It is 1984, and the murder of 15 year old schoolgirl Lynda Mann is all over the Leicestershire news.
Her parents are making painfully heartfelt pleas for anybody with information to come forward. The police are convinced the murderer is local to the area – and that he will strike again.
Their fears are confirmed when the body of a second teenager, Dawn Ashworth, is discovered. Meanwhile, scientist Alec Jeffreys has just unearthed a way to read an individual’s DNA, and is approached by the police to help in their enquiries. These are the true events upon which ITV’s new two-part drama is based.

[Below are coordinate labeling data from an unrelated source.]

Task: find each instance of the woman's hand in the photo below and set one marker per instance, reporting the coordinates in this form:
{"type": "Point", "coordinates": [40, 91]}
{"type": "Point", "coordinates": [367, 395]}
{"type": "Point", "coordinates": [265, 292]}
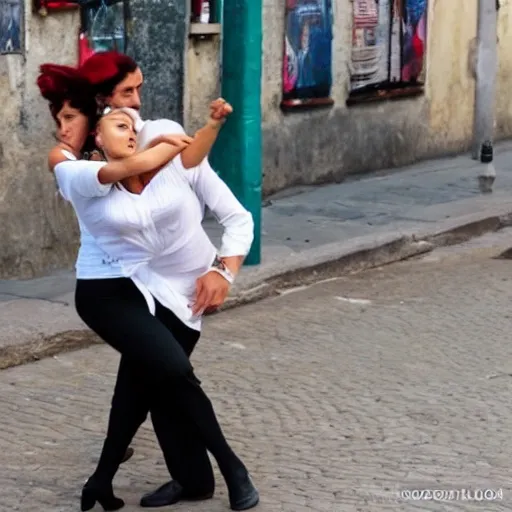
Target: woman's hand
{"type": "Point", "coordinates": [220, 109]}
{"type": "Point", "coordinates": [211, 292]}
{"type": "Point", "coordinates": [179, 141]}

Code of a Killer has its strong points. John Simm lends an endearing likeability as the haphazard Jeffreys, though it must be said that the script lets him down on occasion. There is a tendency towards predictability – we’ve seen those cliché ‘mad scientist’ characters who run about all over the place, so absorbed in their work that they forget everything and everyone around them, time and time again.
This is never more apparent than in the scene in which Jeffreys’ wife Sue (Anna Madeley) reminds him of his promise to attend their daughter’s school play, only to inform him that the play was that afternoon, and he has missed it. ‘You promised her’, Sue tells Alec, and for all Simm and Madeley’s proficiency, it still feels like a scene which we have all watched many times before.
This predictability causes some friction with regards to the overall plot: we already know what is going to happen, whether or not we are properly clued up on the real events the programme is based upon. Science and police are going to work together, and after a red herring or two DNA is going to solve the crime. It’s an issue which would have been faced regardless, but the occasionally clunky script does tend to emphasise it.
However, the casting is very good. Aside from the aforementioned Simm and Madeley, David Threlfall (Shameless, The Ark) is excellent as DCS David Baker, the detective trying to piece together the murder enquiry, and mention must be made of Hannah Walters and Dorothy Atkinson as Lynda and Dawn’s mothers, respectively; their anguish and grief at the loss of their daughters is painfully real and difficult to watch.
It takes a while to get going and it tends to trip over itself from time to time, but Code of a Killer is still a watchable and enjoyable crime drama. This opening episode ends on the sinister note of the killer still at large, which is a good set-up for next week’s concluding instalment.
Aired at 9pm on Monday 6 April 2015 on ITV.